We proposed to study the efficacy of ropivacaine for major orthopaedic surgeries as an alternative to bupivacaine, using equimilligram dose (15 mg) as used by Luck et al.[12] While maintaining the advantage of low dose local anaesthetic, the use of analgesic adjuvants can improve the intra-operative quality of anaesthesia. Lipid soluble opioids such as sufentanil and fentanyl are the most commonly used adjuvants.[23] Studies have shown that intrathecal opioids can greatly enhance analgesia of sub-therapeutic doses of local anaesthetics.[13] Fentanyl added to local anaesthetic agent seems to be the most frequently used combination to enhance and increase the duration of sensory analgesia without intensifying the motor blockade or prolonging recovery from spinal anaesthesia.[1415]

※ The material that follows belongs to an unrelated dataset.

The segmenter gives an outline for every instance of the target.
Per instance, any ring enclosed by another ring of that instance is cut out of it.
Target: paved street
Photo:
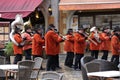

In obstetrics and non-obstetric patients, RF and BF in different concentrations and doses have been studied. Koltka et al. compared equipotent doses of the isobaric ropivacaine, 19.5 mg and bupivacaine, 13 mg, both with fentanyl, 20 mcg for the sub-arachnoid block in lower abdominal surgery, where they found that the RF is associated with lower level of sensory block and a shorter duration of motor block.[16] In another study by Lee et al., equal doses of intrathecal ropivacaine and bupivacaine (10 mg) with 15 mcg fentanyl were used for urology surgeries, and it was reported that ropivacaine provided similar sensory anaesthesia but shorter duration of motor block compared to bupivacaine.[17]

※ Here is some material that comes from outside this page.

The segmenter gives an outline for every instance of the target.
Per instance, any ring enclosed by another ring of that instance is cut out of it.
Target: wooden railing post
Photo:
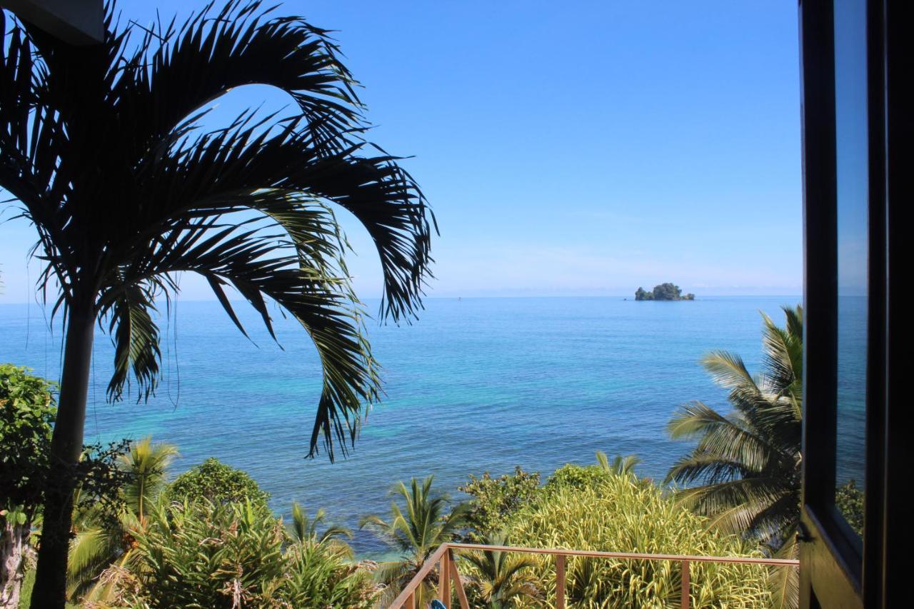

Our results are consistent with Lee et al. as we observed comparable levels of highest dermatome blocked, the time taken to reach the peak sensory and motor level and the duration of the sensory block up to L1 dermatome. The motor block was significantly shorter with Group RF (242.8 ± 47.06 min) although it outlasted the duration of orthopaedic surgery (125.43 ± 58.43 min). This feature is desirable as it encourages early ambulation, voiding and physiotherapy. Neurological side effects, if any, can also be detected early. The mean time for analgesia is significantly prolonged in Group BF as compared to Group RF. There was no demand for any intra-operative supplementary analgesics in either group.

After the initial fall in SBP in both the groups, Group RF recovered earlier than Group BF with a statistical significance between 120 min and 210 min (P < 0.05). This coincides with motor power recovery in Group RF that may explain the stabilizing of SBP during that period. The patients in Group RF were more stable haemodynamically, hypotension was observed in 3.3% patients in the Group RF and 10% patients in the Group BF. This is in contrast to McNamee's study where he reported the hypotension in 24% patients with higher doses of the plain ropivacaine (17.5 mg, 25 mg) for total hip arthroplasy. Hypotension was also observed when he compared ropivacaine (17.5 mg) with bupivacaine (17.5 mg) in 12% and 26% patients respectively for the same surgery.[818] Pruritus is a well-known adverse effect of neuraxial narcotics. Three patients (10%) in each group experienced pruritus. This incidence is much lower compared to the incidence reported by Patra et al.(46%) and Khanna and Singh (20%) who also used fentanyl as adjuvant intrathecally.[1920]

CONCLUSION

Intrathecal RF provides satisfactory anaesthesia with haemodynamic stability for major lower limb orthopaedic surgery. It provides similar sensory but shorter duration of motor block compared to BF which is a desirable feature for early ambulation, voiding, and physiotherapy.